The complementary sequences of miR-145 and SNHG1 at StarBase v.2.0 web are presented in Fig. 3A. To confirm the accuracy of this prediction, a luciferase reporter assay was performed in hHCtASMCs. The experimental results indicated that upregulation of miR-145 suppressed the luciferase activity in the WT-SNHG1 group (P<0.05; Fig. 3B), while it was not affected in the MUT group. Furthermore, RT-qPCR, indicated that silencing of SNHG1 significantly increased the expression levels of miR-145 in hHCtASMCs (P<0.05; Fig. 3C). It was thus suggested that SNHG1 is able to directly interfere with the expression of miR-145 in hHCtASMCs.

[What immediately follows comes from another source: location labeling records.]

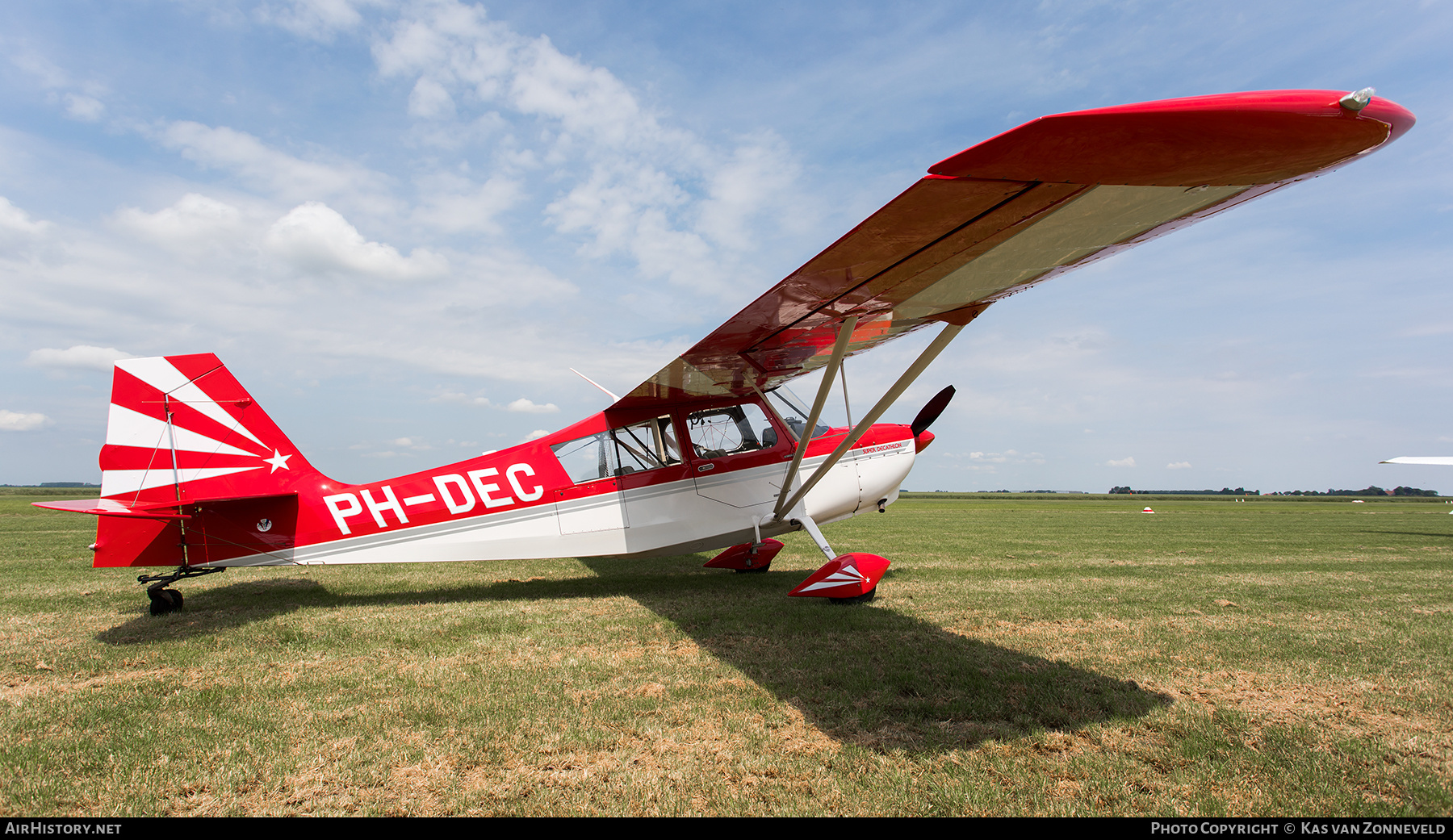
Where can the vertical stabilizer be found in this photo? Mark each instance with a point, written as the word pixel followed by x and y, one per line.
pixel 183 429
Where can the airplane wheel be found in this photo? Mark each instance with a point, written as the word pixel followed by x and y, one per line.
pixel 864 598
pixel 160 604
pixel 755 570
pixel 165 600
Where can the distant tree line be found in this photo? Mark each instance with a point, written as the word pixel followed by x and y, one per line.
pixel 1372 490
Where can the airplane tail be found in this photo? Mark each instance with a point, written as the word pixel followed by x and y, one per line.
pixel 183 429
pixel 194 471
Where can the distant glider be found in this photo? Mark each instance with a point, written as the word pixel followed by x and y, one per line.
pixel 710 453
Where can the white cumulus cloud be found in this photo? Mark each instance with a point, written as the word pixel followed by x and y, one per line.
pixel 522 404
pixel 82 357
pixel 22 422
pixel 316 239
pixel 18 221
pixel 192 219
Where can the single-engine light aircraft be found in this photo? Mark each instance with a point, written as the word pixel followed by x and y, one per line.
pixel 711 453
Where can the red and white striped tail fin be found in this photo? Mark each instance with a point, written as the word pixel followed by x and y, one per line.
pixel 182 428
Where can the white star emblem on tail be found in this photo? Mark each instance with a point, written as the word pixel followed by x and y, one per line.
pixel 279 461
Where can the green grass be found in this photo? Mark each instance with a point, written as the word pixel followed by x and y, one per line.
pixel 1024 656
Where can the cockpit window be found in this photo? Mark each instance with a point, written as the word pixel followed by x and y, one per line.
pixel 793 413
pixel 730 431
pixel 648 445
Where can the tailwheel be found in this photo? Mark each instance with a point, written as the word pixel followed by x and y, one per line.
pixel 165 600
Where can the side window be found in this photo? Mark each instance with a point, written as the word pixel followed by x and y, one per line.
pixel 647 445
pixel 730 431
pixel 588 458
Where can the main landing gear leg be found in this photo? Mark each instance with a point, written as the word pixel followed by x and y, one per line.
pixel 163 599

Figure 3 SNHG1 directly inhibits miR-145 expression in hHCtASMCs. (A) The predicted target sequence in the miR-145 for SNHG1 binding. (B) In a hHCtASMC cell line, the luciferase activity of the SNHG1-WT reporter plasmid was decreased by miR-145 overexpression, while that of the SNHG1-MUT plasmid was not affected. (C) Knockdown of SNHG1 increased the expression levels of miR-145 in hHCtASMCs. *P<0.05 and ***P<0.001 vs. control. miR, microRNA; si-SNHG1, short interfering RNA targeting small nucleolar RNA host gene 1; WT, wild-type; MUT, mutant; NC, negative control; hHCtASMCs, human carotid artery smooth muscle cells.

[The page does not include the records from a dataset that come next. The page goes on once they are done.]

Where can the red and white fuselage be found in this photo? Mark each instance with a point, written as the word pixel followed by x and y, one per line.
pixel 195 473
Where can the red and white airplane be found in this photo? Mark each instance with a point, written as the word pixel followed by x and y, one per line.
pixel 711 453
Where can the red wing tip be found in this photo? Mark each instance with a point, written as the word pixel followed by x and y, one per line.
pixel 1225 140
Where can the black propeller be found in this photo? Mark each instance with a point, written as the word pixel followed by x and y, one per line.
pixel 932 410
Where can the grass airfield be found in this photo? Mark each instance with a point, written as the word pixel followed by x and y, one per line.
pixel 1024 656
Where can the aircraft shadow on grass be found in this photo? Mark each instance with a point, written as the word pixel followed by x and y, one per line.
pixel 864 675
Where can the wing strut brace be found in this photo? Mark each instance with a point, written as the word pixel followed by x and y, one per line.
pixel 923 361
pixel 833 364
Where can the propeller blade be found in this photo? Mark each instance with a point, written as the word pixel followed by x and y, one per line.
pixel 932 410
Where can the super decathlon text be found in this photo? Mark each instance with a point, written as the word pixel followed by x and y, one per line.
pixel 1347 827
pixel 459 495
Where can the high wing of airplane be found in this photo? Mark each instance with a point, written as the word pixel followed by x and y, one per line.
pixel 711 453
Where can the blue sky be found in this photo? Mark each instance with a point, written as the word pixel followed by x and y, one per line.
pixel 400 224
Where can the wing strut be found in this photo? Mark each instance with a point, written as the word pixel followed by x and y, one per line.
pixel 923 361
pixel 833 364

miR-145 mediates the effects of SNHG1 on hHCtASMC proliferation and migration

miR-145 inhibitor significantly inhibited the expression of miR-145, but knockout of SNHG1 promoted the expression of miR-145 in hHCtASMCs. When hHCtASMCs were co-transfected with si-SNHG1 and miR-145 inhibitor, it was indicated that miR-145 inhibitor was able to abolish the increase of miR-145 expression caused by knockout of SNHG1 (all P<0.01; Fig. 4A). Analysis of the cells' activities under different treatment conditions revealed that silencing of miR-145 significantly promoted cell proliferation and migration but knockout of SNHG1 suppressed cell proliferation and migration, while in the case of co-regulation of SNHG1 and miR-145, it was observed that miR-145 inhibitor significantly reversed the inhibitory effect of SNHG1 silencing on the proliferation and migration of hHCtASMCs (all P<0.05; Fig. 4B-D), indicating that miR-145 mediated the regulatory effect of SNHG1 on cell functions of hHCtASMCs.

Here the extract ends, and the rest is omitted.